Nissan is slashing 12,500 jobs, or about 9% of its global workforce, in an effort to cut costs and achieve a turnaround amid tumbling profits.
The Japanese car company reported the job cuts alongside its first-quarter earnings statement.
Nissan said it will cut its global production capacity by 10% and reduce model line-ups by at least 10%. It also reported that its global vehicle sales fell 6% in April-June, compared to the same period the year before.
To deal with its dwindling profits, Nissan disclosed that it will implement strategic reforms in order to build an operational base that will ensure consistent and sustainable profitability over the medium term.
“The company is moving quickly to optimize cost structures and manufacturing operations, while also enhancing brand value, steadily refreshing its lineup and achieving consistent growth globally, including in the U.S.,” Nissan said.

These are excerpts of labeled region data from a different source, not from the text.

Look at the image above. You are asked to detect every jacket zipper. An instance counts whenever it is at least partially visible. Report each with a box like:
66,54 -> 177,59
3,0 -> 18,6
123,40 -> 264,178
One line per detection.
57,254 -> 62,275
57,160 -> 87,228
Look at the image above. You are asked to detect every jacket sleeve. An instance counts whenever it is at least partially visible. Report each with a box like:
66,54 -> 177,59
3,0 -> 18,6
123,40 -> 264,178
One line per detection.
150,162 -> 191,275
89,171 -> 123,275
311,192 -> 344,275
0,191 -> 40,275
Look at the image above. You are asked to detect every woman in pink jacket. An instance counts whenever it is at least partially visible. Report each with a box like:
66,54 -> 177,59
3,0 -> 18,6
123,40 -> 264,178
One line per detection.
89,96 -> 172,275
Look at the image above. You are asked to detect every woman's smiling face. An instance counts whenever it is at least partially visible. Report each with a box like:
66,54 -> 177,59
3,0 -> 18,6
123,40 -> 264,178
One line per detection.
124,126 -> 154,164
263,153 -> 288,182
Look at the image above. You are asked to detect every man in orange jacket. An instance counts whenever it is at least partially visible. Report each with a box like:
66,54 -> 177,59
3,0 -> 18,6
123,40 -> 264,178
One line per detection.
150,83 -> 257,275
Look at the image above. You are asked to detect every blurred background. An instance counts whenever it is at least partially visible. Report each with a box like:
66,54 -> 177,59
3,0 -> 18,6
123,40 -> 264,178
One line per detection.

“To improve its overall utilization rate, Nissan will reduce its global production capacity by 10% by the end of fiscal year 2022. In line with production optimizations, the company will reduce headcount by roughly 12,500. Furthermore, the company will reduce the size of its product lineup by at least 10% by the end of fiscal year 2022 in order to improve product competitiveness by focusing investment on global core models and strategic regional models”.

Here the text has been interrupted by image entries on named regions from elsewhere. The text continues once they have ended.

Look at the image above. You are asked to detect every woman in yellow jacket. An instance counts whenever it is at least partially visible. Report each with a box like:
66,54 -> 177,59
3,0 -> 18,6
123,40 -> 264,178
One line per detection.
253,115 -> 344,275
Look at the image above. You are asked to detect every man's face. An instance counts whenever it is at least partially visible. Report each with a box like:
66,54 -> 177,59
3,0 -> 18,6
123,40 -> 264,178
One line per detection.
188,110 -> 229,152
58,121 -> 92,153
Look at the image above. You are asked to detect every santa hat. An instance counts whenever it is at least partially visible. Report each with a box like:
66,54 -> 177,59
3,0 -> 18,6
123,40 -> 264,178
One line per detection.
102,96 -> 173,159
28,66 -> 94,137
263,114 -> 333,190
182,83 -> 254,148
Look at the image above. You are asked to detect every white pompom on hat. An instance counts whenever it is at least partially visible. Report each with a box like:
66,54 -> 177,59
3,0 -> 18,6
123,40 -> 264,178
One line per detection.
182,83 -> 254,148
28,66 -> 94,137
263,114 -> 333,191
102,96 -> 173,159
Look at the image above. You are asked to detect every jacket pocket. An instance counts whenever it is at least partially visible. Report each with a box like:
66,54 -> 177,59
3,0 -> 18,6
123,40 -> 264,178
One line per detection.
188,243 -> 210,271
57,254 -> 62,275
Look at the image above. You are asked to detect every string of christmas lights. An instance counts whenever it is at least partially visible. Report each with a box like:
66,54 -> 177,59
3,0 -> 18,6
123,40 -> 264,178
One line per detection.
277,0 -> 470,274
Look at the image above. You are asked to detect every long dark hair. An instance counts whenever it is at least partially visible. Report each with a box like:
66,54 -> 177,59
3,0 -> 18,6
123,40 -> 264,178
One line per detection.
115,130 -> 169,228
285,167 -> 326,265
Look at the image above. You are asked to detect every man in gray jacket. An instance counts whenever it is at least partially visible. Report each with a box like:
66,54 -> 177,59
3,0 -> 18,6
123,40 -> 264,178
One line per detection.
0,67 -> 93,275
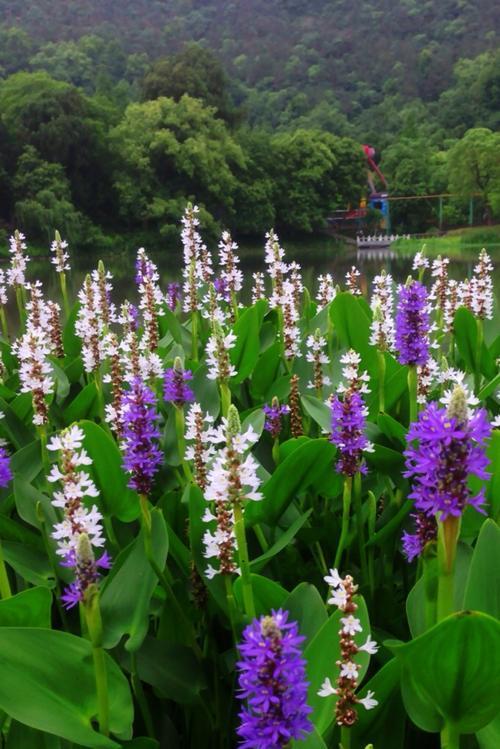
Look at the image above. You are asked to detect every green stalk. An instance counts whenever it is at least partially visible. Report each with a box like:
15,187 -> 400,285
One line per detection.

On expanding into new business areas, Nissan mentioned the recently-announced exclusive agreement with Waymo to explore driverless mobility services in Japan and France, and public field tests of new mobility services with DeNA.
The company is struggling to restore its brand image and revive growth following the arrest of former chairman Carlos Ghosn in November for alleged financial misconduct.
He said he is innocent and is currently awaiting trial in Japan.